By Aaron Bugal Field CTO APJ Sophos
The rise of artificial intelligence, undoubtedly one of the most influential technology in recent decades, has elicited a variety of reactions from individuals and organisations. As we explore its potential, concern grows as it threatens to take jobs and global discussions are taking place on how it should regulated. Artificial intelligence is a double-edged blade for cybersecurity professionals.
While AI has the potential to enhance cybersecurity solutions through its pattern recognition, summarisation and assistance capabilities it also opens up the door for threats actors to harness this technology in more sinister ways. What impact will AI have in a world in which we are constantly racing to out-innovate the cybercriminals? Especially as it continues to develop itself?
New technology means new threats
The cybercriminals have shown that they are not to be underestimated. AI is only strengthening their arsenal as they are constantly updating their strategies, tactics, and tools in order to breach businesses. AI is commonly used to help threat agents better imitate real humans – changing voices, images, and messages to carry convincing phishing campaigns.
Cybercriminals are now experimenting with AI on a technical level, beyond mimicking human behavior. Cybercriminals have advertised malicious GPTs with functions like automated penetration testing and malicious malware development. There are still some similarities between the legal industry and business. Cybercriminals are reluctant to implement the technology in their operationsas they are primarily exploring generative AI for experimentation and proofs-of-concepts.
This doesn’t mean that organisations should slow down as artificial intelligence will become a regular part of cyberattacks. Businesses should instead evaluate if they’re using the technology in an optimal and secure way within their cybersecurity setup.
AI is not about being the first, but smart
Businesses are looking at how AI can be utilized. According to Sophos, 98 percent of organisations use it in their cybersecurity infrastructure. In addition, 65 percent of organisations use cybersecurity tools that have generative AI capabilities. And 73 percent use solutions with deep learning models.

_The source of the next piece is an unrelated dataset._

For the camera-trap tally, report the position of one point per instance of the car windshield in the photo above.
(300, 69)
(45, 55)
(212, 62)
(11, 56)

While AI adoption can bring many benefits to cybersecurity, it can also introduce a number of risk if approached incorrectly. Inadvertently, poorly implemented AI models can introduce significant cybersecurity risks. If it is not provided with the correct inputs, then it cannot produce adequate results. The vast majority of cybersecurity professionals (89%) are concerned that potential flaws with cybersecurity tools’ generative capabilities could harm their organization. 43 percent are extremely concerned.

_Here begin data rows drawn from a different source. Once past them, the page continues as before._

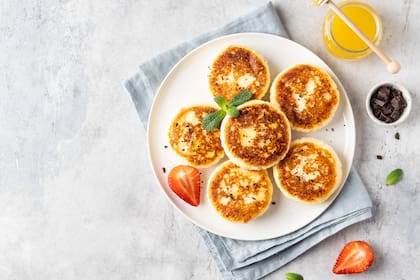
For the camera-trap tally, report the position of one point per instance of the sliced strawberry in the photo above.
(356, 257)
(184, 180)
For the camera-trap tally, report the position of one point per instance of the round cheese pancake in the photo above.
(310, 172)
(237, 194)
(257, 139)
(307, 95)
(188, 139)
(237, 69)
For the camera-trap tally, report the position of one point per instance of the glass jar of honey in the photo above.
(341, 41)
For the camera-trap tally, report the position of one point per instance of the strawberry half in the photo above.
(356, 257)
(184, 180)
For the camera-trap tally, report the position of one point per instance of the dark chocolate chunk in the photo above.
(384, 93)
(387, 104)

This level of alertness should also be maintained for AI implemented in non-cybersecurity tools, since emerging technologies are a threat in their infancy. Agentic AI, for example, has been a hot topic in recent years. But will a technology which learns from humans adequately defend itself against cyber threats? AI should be used to serve a specific purpose. Expecting an AI agent or system to do everything without human intervention is risky.
The artificial intelligence advancements of an organisation – within its cybersecurity infrastructure and technology stack – must be done with guardrails in place and thorough oversight.
Fighting with fire without getting burned
As the race against cybercriminals continues, artificial intelligence is only going to become a multiplier for innovation on both sides. When implemented with care, businesses can avoid the risks associated with AI in cybersecurity systems. Asking vendors about their AI capabilities can help you get a better picture of AI development practices.
Artificial Intelligence will be a mainstay in organisations for many years. It is no different in cybersecurity. However, with such high stakes, it is crucial that AI be used correctly. Otherwise, it will only work to its intended purpose, giving cybercriminals an advantage over organisations in this ongoing war. It’s not about adding a wide range of AI capabilities in order to expand your cybersecurity infrastructure. Instead, it’s about choosing the right capabilities for your cybersecurity needs.